Algérie

«Sun Dress» de Saïd Salman El Murry d'Abou Dhabi: Encore un film sur la femme dans le monde arabe



Le public du FIFAO a découvert un film d'Abou Dhabi lors de l'après-midi d'avant-hier. «Sun Dress» (les habits du soleil), réalisé par Saïd Salman El Murry, a été salué par le public, si l'on se réfère aux débats qui ont suivi la projection. Et pour cause, il traite des questions de l'amour impossible, de la femme dans les pays du Golfe, des césures générationnelles... Tous ces thèmes et bien d'autres bien enveloppés dans un romantisme un peu désuet.

«Sun Dress» relate l'histoire d'un amour inachevé entre Halima et Saleh. Halima, devenue presque une légende, puisqu'une mère se chargera de raconter son histoire à son fils adolescent, qui, à son tour tentera d'immortaliser ses déboires dans un scénario. On dirait une tentative délibérée de la part du réalisateur de perpétuer le souvenir de Halima dans la mémoire collective. Pourtant, son histoire n'a rien d'extraordinaire. A part qu'elle est muette.

Sûrement pour bien illustrer toutes les histoires d'amour des femmes dans la région du Golfe et, partant, dans le monde arabe où le poids des convenances et des pesanteurs exige des femmes de taire leur sentiment. Donc, cette perpétuation du souvenir de Halima est une belle revanche sur le silence imposé aux femmes. Une des possibles lectures qu'on peut hasarder...

Pourtant, le réalisateur a choisi un stratagème pour brouiller tout marquage spatial et temporel du film. Jusqu'à la dernière séquence de cette réalisation, on ignorera l'espace où se déroule le film. Hormis le dialecte de la région, l'espace peut être n'importe quel point du monde : aussi bien en Amérique latine qu'en Afrique ou dans n'importe quel pays arabe. Une tentative de la part du réalisateur pour conférer un caractère universel du thème qu'il a traité. Et on ne peut que lui donner raison dans ce sens.

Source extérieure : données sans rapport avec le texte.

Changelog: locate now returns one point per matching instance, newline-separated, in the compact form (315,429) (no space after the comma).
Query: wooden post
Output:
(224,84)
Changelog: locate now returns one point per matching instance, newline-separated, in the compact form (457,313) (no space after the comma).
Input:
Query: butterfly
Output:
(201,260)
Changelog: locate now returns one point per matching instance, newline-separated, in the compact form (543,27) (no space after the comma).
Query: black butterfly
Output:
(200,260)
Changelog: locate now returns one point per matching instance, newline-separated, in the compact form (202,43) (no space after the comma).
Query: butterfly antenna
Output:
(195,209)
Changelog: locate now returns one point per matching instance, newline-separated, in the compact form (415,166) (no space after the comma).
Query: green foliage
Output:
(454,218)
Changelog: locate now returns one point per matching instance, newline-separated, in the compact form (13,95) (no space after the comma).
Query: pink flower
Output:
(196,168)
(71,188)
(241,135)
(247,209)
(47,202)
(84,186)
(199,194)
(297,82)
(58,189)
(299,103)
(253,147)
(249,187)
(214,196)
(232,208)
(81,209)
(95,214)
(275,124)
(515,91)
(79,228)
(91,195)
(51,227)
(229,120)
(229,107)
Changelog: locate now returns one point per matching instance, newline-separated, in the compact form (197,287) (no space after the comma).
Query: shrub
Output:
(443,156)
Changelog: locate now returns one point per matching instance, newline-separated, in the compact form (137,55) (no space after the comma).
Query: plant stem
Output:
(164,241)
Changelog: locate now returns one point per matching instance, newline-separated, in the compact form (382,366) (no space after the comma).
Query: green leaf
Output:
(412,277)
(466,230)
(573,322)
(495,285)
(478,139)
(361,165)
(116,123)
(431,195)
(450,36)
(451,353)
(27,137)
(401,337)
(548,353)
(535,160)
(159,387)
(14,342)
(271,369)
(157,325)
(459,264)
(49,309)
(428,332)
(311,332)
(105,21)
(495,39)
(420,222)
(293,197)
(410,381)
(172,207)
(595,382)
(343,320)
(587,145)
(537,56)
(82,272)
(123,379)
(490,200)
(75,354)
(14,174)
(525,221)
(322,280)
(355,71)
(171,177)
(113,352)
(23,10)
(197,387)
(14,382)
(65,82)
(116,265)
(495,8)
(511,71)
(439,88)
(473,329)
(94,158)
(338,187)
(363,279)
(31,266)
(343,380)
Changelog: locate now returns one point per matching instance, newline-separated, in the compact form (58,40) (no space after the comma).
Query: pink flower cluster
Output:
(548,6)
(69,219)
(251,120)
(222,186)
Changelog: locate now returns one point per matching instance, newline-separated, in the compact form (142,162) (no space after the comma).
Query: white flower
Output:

Cependant, lors des débats assurés par l'assistant du réalisateur, qui décidément a allongé la liste des absents dans ce festival, l'on apprendra que le tournage a eu lieu en Syrie et dans une île d'Abou Dhabi. D'ailleurs, chaque lieu du tournage correspond à une temporalité précise : Damas où la légende de Halima est transmise par la mère à son enfant en pleine adolescence, et Abou Dhabi où les faits réels s'étaient déroulés. Heureusement que le réalisateur nous a épargné un happy end... D'ailleurs, il a laissé l'histoire ouverte puisque personne ne pourra deviner la fin de Halima. A part qu'elle s'est laissée aller, autrement dit s'est départie en quelque sorte de sa féminité. Elle qui a toujours cultivé sa coquetterie, sans prêter la moindre attention à son handicap. Là aussi, on relève l'usage ou l'abus de l'instrumentalisation des symboles chez Saïd Salman El Murry.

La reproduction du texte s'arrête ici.